Identification of 197 genetic variations in six human methyltransferase genes in the Japanese population

• Published in: Journal of human genetics Vol. 46; no. 9; pp. 529 - 537
• Main Authors: Saito, S., Iida, A., Sekine, A., Miura, Y., Sakamoto, T., Ogawa, C., Kawauchi, S., Higuchi, S., Nakamura, Y.
• Format: Journal Article
• Language: English
• Published: London Nature Publishing Group 01.09.2001
• Subjects: Biotransformation; Catechol; Catechol O-methyltransferase; DNA methylation; Exons; Genetic diversity; Histamine; Insertion; Introns; Methyltransferase; Nicotinamide; Phenotypes; Phosphatidylethanolamine; Single-nucleotide polymorphism
• ISSN: 1434-5161; 1435-232X
• DOI: 10.1007/s100380170035

Methylation is an important event in the biotransformation pathway for many drugs and xenobiotic compounds.

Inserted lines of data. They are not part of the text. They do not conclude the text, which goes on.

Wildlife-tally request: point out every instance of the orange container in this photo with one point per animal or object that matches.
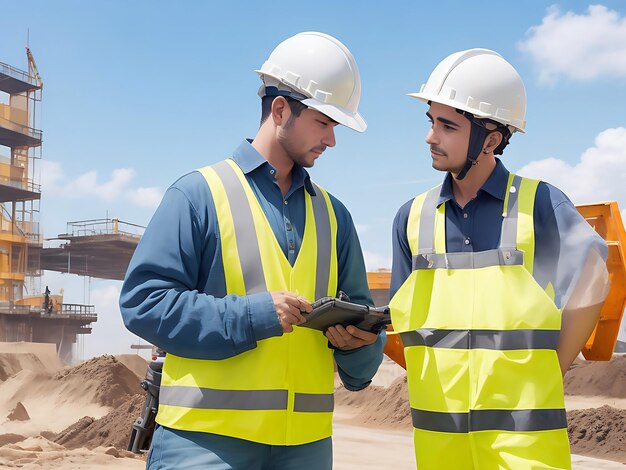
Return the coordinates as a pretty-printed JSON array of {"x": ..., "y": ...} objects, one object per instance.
[{"x": 606, "y": 219}]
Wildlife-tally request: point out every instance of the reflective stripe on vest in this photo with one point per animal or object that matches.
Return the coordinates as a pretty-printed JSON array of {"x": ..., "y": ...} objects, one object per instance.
[
  {"x": 244, "y": 399},
  {"x": 247, "y": 242},
  {"x": 264, "y": 394},
  {"x": 488, "y": 420},
  {"x": 500, "y": 340}
]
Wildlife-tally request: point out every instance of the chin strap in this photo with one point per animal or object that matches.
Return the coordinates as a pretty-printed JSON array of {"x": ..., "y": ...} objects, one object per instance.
[{"x": 478, "y": 134}]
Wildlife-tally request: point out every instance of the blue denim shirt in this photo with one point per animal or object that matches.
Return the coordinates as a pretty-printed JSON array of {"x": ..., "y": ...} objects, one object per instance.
[
  {"x": 174, "y": 294},
  {"x": 477, "y": 226}
]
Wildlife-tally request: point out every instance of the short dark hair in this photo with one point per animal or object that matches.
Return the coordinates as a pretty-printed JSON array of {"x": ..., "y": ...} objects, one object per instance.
[{"x": 296, "y": 108}]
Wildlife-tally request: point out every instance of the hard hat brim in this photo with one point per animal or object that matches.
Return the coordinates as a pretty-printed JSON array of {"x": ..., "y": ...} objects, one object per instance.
[
  {"x": 352, "y": 120},
  {"x": 426, "y": 97}
]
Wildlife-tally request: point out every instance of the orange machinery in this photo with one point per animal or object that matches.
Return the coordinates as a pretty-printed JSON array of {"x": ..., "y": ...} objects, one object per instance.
[{"x": 606, "y": 219}]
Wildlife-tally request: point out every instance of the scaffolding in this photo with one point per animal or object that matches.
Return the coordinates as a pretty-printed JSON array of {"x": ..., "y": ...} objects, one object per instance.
[{"x": 25, "y": 313}]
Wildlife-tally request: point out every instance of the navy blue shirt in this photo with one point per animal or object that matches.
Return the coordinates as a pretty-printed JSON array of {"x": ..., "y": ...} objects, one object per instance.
[
  {"x": 477, "y": 227},
  {"x": 174, "y": 294}
]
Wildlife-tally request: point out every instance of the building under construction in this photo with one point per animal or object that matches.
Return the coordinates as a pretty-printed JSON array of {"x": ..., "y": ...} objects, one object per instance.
[{"x": 27, "y": 314}]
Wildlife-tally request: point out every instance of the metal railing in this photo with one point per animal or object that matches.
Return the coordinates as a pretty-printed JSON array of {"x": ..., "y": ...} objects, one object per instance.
[
  {"x": 15, "y": 127},
  {"x": 104, "y": 227},
  {"x": 78, "y": 310}
]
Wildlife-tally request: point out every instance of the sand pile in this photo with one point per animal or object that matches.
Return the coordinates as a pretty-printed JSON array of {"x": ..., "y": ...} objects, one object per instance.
[
  {"x": 599, "y": 432},
  {"x": 601, "y": 378},
  {"x": 111, "y": 430},
  {"x": 104, "y": 379},
  {"x": 385, "y": 407},
  {"x": 136, "y": 364},
  {"x": 68, "y": 412}
]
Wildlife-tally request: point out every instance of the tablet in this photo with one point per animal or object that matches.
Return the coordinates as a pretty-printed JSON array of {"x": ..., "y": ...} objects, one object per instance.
[{"x": 330, "y": 311}]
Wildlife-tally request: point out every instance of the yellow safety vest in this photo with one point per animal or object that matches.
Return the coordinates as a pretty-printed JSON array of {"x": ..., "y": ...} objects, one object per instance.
[
  {"x": 281, "y": 392},
  {"x": 480, "y": 339}
]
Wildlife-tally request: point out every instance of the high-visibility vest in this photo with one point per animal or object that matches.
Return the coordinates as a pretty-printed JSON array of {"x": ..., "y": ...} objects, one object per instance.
[
  {"x": 281, "y": 392},
  {"x": 480, "y": 337}
]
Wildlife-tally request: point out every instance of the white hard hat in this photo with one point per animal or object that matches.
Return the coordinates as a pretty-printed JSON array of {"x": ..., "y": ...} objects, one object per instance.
[
  {"x": 323, "y": 70},
  {"x": 480, "y": 82}
]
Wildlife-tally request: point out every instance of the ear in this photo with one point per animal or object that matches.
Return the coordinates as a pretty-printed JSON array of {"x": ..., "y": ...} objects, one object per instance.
[
  {"x": 492, "y": 141},
  {"x": 280, "y": 111}
]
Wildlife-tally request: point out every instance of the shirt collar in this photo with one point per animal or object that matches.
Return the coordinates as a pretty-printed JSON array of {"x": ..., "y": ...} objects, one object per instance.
[
  {"x": 249, "y": 159},
  {"x": 495, "y": 185}
]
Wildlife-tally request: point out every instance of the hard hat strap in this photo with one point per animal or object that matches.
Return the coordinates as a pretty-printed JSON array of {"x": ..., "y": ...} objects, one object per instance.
[{"x": 478, "y": 134}]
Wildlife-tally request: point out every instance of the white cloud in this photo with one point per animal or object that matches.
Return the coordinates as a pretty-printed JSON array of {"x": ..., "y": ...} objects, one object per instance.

We screened DNA from 48 Japanese individuals for single-nucleotide polymorphisms (SNPs) in six methyltransferase (MT) genes (catechol-O-MT, COMT; guanidinoacetate N-MT, GAMT; histamine N-MT, HNMT; nicotinamide N-MT, NNMT; phosphatidylethanolamine N-MT, PEMT; and phenylethanolamine N-MT, PNMT) by direct sequencing of their entire genomic regions except for repetitive elements. This approach identified 190 SNPs and seven insertion/deletion polymorphisms among the six genes. Of the 190 SNPs, 33 were identified in the COMT gene, 6 in GAMT, 41 in HNMT, 8 in NNMT, 98 in PEMT, and 4 in PNMT. Nine were located in 5′ flanking regions, 156 in introns, 10 in exons, and 15 in 3′ flanking regions. These variants may contribute to a more precise understanding of possible correlations between genotypes and disease-susceptibility phenotypes or risk for side effects from drugs.